On Friday, 4 July 2014 at 11:54:07 UTC, Kagamin wrote:
> If you reallocate doubling the size, it's likely such reallocs always move, so they should be equivalent to malloc+free, so your code can be
>
> mem2 = alloc(sz*2);
> mem2[] = mem1[];
> addRange(mem2);
> removeRange(mem1);
> free(mem1);
>
> if not, you need to lock the GC so that it won't interfere during realloc.

Is there a way to lock the GC currently?
July 04, 2014
On Friday, 4 July 2014 at 14:47:12 UTC, Chris Cain wrote:
> Is there a way to lock the GC currently?

There are critical regions in core.thread. While in such a region, your thread will never be suspended, effectively also precluding the GC from running. They are a rather dangerous tool though, use them only if absolutely required and on small, controlled pieces of code.

David
July 04, 2014
On Friday, 4 July 2014 at 14:47:12 UTC, Chris Cain wrote:
>
> If GC.enable and GC.disable truly disallowed GC running (or alternative `GC.hard_disable`/`GC.hard_enable` existed that guaranteed such) then you could use that to make sure that the GC didn't collect in the middle of a pair of those calls.

Right, this should be sufficient in the current implementation.

On Friday, 4 July 2014 at 17:05:32 UTC, David Nadlinger wrote:
>
> There are critical regions in core.thread.
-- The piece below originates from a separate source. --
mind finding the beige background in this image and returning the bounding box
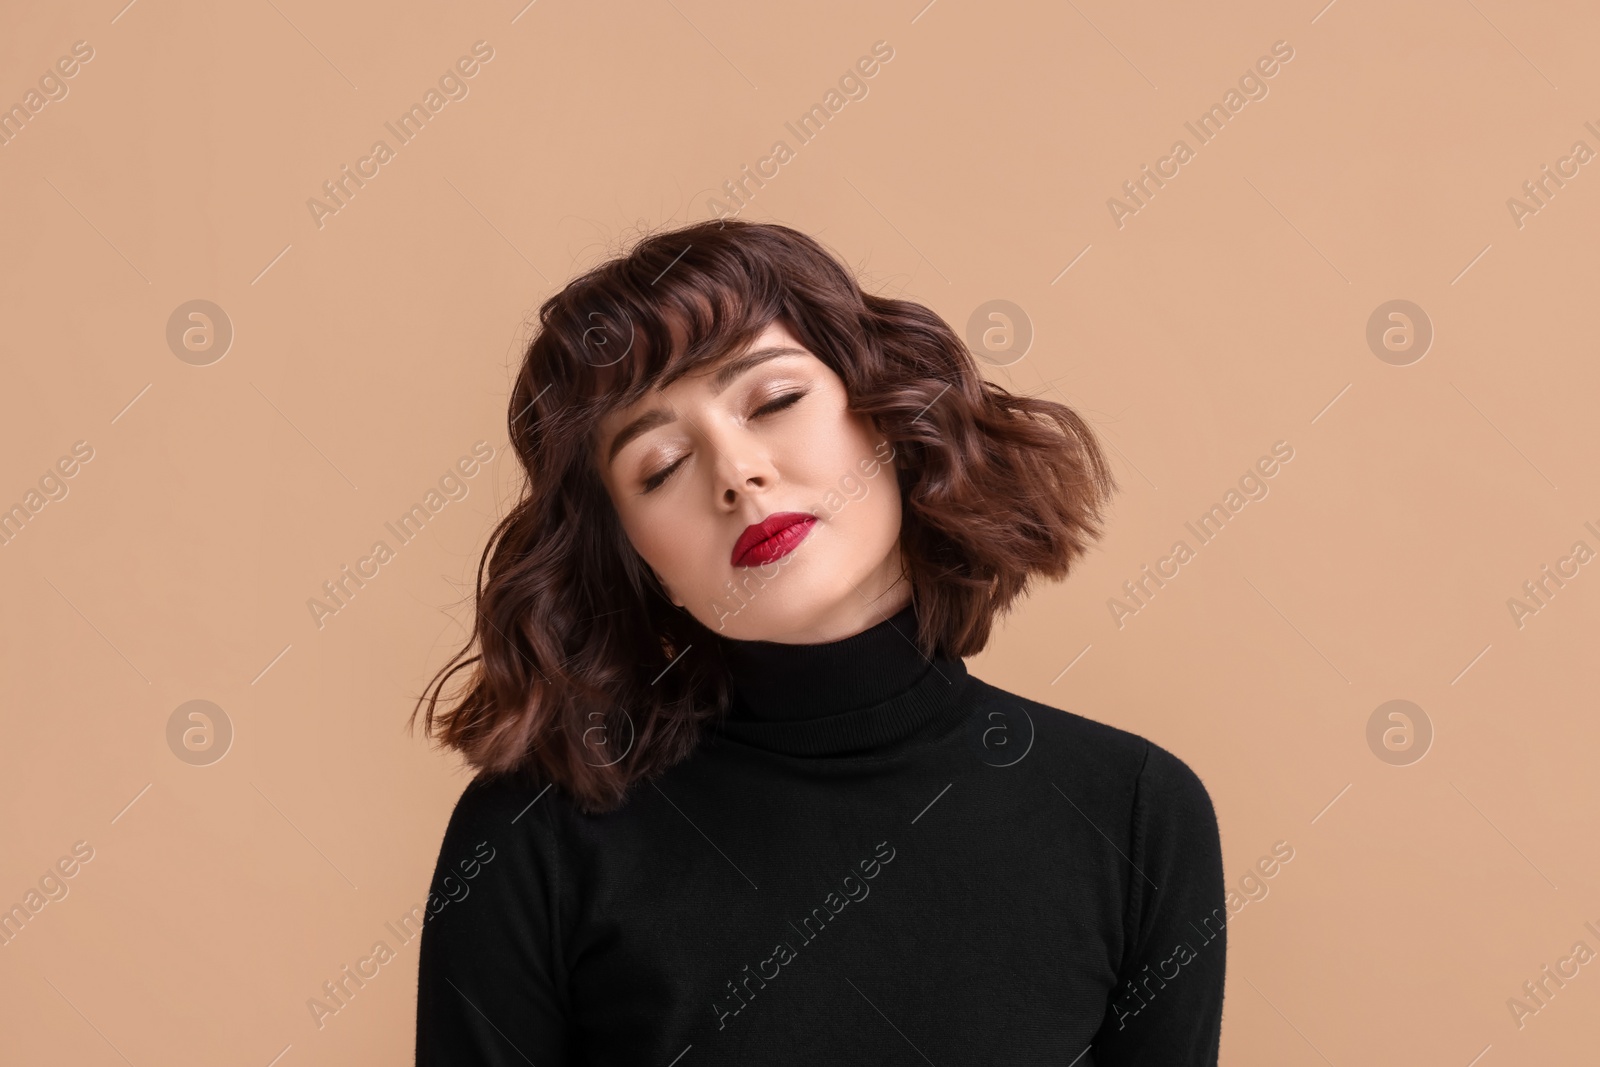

While in such a region, your thread will never be suspended, effectively also precluding the GC from running. They are a rather dangerous tool though, use them only if absolutely required and on small, controlled pieces of code.
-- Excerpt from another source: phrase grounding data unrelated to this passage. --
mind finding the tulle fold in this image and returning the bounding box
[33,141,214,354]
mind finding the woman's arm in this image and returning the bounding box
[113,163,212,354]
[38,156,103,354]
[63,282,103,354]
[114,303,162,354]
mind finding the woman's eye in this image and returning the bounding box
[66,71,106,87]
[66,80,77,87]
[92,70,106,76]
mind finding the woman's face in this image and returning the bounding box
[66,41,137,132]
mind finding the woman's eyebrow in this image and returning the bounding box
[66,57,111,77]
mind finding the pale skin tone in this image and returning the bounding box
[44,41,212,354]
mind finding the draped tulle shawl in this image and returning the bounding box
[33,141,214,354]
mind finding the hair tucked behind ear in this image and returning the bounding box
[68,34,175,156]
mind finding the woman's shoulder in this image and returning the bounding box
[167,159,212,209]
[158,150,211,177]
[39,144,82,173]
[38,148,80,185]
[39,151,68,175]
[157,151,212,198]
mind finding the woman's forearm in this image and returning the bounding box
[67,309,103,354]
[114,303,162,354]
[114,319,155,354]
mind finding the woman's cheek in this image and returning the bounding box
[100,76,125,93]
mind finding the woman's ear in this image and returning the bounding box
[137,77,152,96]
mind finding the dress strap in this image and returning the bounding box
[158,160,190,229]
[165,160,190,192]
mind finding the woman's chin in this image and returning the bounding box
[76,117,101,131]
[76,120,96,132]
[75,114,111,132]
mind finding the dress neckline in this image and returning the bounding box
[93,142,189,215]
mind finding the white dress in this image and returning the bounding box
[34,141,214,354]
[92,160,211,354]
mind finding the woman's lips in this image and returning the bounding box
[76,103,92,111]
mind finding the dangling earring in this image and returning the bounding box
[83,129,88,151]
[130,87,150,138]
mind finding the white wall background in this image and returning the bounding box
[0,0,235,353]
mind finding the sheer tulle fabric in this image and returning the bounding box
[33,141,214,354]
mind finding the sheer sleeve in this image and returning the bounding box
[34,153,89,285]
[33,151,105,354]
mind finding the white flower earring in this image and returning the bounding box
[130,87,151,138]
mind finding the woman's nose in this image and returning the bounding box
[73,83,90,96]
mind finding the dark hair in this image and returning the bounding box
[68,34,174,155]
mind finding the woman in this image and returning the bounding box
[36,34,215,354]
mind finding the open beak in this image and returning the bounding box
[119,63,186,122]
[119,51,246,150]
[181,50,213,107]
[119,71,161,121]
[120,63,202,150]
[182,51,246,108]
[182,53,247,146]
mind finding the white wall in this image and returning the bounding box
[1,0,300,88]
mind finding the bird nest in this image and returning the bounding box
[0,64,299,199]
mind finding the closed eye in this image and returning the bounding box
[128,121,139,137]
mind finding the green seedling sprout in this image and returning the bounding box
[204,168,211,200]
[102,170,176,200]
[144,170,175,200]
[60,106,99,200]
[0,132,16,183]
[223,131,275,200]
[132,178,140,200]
I think this will deadlock on the GC mutex.
July 06, 2014
On Friday, 4 July 2014 at 17:05:32 UTC, David Nadlinger wrote:
> On Friday, 4 July 2014 at 14:47:12 UTC, Chris Cain wrote:
>> Is there a way to lock the GC currently?
>
> There are critical regions in core.thread. While in such a region, your thread will never be suspended, effectively also precluding the GC from running. They are a rather dangerous tool though, use them only if absolutely required and on small, controlled pieces of code.
>
> David

So something like this would work?

void* GCAwareRealloc(void* ptr, size_t size)
{
  import core.thread;
  void* r;
  thread_enterCriticalRegion();
  scope (exit) thread_exitCriticalRegion();
  r = realloc(ptr, size);
  // Assuming that addRange performs an update of size
  GC.addRange(r, size);
  return r;
}
July 06, 2014
On Sunday, 6 July 2014 at 04:58:42 UTC, Brian Schott wrote:
>
> So something like this would work?
>
> void* GCAwareRealloc(void* ptr, size_t size)
> {
>   import core.thread;
>   void* r;
>   thread_enterCriticalRegion();
>   scope (exit) thread_exitCriticalRegion();
>   r = realloc(ptr, size);
>   // Assuming that addRange performs an update of size
>   GC.addRange(r, size);
>   return r;
> }

No, it can cause a deadlock:

Thread 1: thread_enterCriticalRegion();
Thread 2: Takes GC lock.
Thread 1: Tries to take GC lock to add range, but it has to wait.
Thread 2: triggers a collection -> thread_suspendAll().

Thread 2 waits on thread 1 to exit critical section, thread 1 waits on thread 2 to release GC lock.

So the best we can do at the moment is:
void* GCAwareRealloc(void* ptr, size_t size)
{
  void* r;
  GC.disable;
  scope (exit) GC.enable;
  GC.removeRange(ptr);
  r = realloc(ptr, size);
  GC.addRange(r, size);
  return r;
}

With your proposed enhancement we get:
void* GCAwareRealloc(void* ptr, size_t size)
{
  void* r;
  GC.disable;
  scope (exit) GC.enable;
  r = realloc(ptr, size);
  if (r != ptr)
    GC.removeRange(ptr);
  GC.addRange(r, size); // if r == ptr, only updates size
  return r;
}

Which executes a little faster because we sometimes do 1 less GC range operation (plus 1 less GC lock.)